In the Jan. 4, 2005, issue of the New York Times, it was reported that 19 percent of overweight people would risk their life to be thin, while 33 percent of obese people and 4 percent of normal-weight people would do the same to lose 10 pounds. Meanwhile, 31 percent of obese people would trade up to five percent of their remaining years to be 10 percent thinner.
It is important for parents to recognize body weight dissatisfaction in their children, because there have been numerous studies proving its negative effects. A 2009 study published online in the Journal of Adolescent Health shows that overweight teens and teens who see themselves as overweight may be at greater risk of attempting suicide.
Unrealistic weight goals are manifestations of a poor body image, and have been linked to serious health problems. Body image is the way you picture your own body. According to studies, the way we see our body is the effect of what we see in the environment, like the underweight models in magazines, dieting friends, thin celebrities, influential people like athletes and coaches, and even parents who are obsessed with dieting.
Body dissatisfaction leads to eating disorders like anorexia and bulimia, even in men. In fact, according to the latest research conducted at University of the West of England, men now worry about their body shape and appearance more than women do, and also resort to compulsive exercise and restrictive diets.
Recognize your body issues. You might have to consult a mental health specialist or a counselor, or even get more support by talking to your family and loved ones if you experience the following:
You worry too much about your appearance even if you look fine and your weight is just right for your height.
You spend a lot of time thinking of how to be thin, you are never content with your body, and you keep criticizing yourself.
You are always negatively affected by others’ looks and weight.

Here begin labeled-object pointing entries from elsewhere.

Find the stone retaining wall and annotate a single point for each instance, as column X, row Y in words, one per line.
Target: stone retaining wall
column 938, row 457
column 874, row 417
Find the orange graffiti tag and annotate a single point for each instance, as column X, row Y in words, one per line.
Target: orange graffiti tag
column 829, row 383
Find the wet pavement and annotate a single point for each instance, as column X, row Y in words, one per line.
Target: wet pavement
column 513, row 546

You are willing to spend just to lose weight or improve your appearance in the fastest possible way.
You can take weight loss to the extreme by dieting and/or exercising as much as you can endure.

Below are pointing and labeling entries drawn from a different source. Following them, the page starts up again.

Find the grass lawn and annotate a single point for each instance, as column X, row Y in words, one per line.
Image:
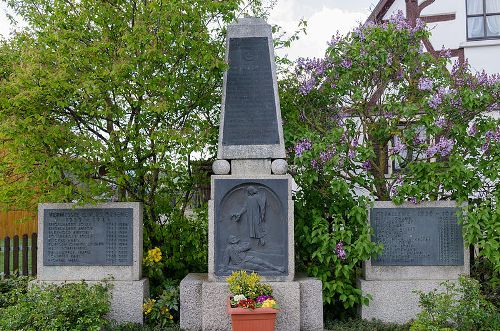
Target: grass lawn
column 2, row 256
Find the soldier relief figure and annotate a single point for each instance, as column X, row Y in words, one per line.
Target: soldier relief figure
column 238, row 255
column 255, row 210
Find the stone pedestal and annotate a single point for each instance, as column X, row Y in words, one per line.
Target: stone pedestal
column 127, row 298
column 392, row 286
column 250, row 211
column 95, row 243
column 203, row 304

The real secret to effectively losing weight is to love and accept your body, every day, regardless of your weight and appearance. You have to realize that the way you look says very little about your value as a person. Appreciate yourself so you will not resort to dangerous diets, surgical procedures, slimming pills, and exercises that will make you sick, weak and more emotionally down in the end.
Before you start any weight management program, acknowledge that you love yourself, and you want to take good care of your body through safe and effective ways of improving your health.
Protect your body by staying away from unrealistic thoughts or extreme strategies, and care more about your health than the numbers on your scale.
Take care of your body by doing everything in moderation, so you will have enough energy and focus to balance other aspects of your life—mental, emotional and spiritual.
Appreciate your uniqueness by reflecting on your life experiences, strengths, values, character, and even your weaknesses, instead of comparing yourself with others who have lost weight after the latest fad diets.
Respect yourself. Respect your body by appreciating your assets instead of focusing on your imperfections as you look in the mirror.
If you really want to lose weight, then you should have the right reasons. If your motivation is to improve your health, to feel energized, or do well in your chosen sports and physical activities, then you will have greater chances of losing and keeping your weight off.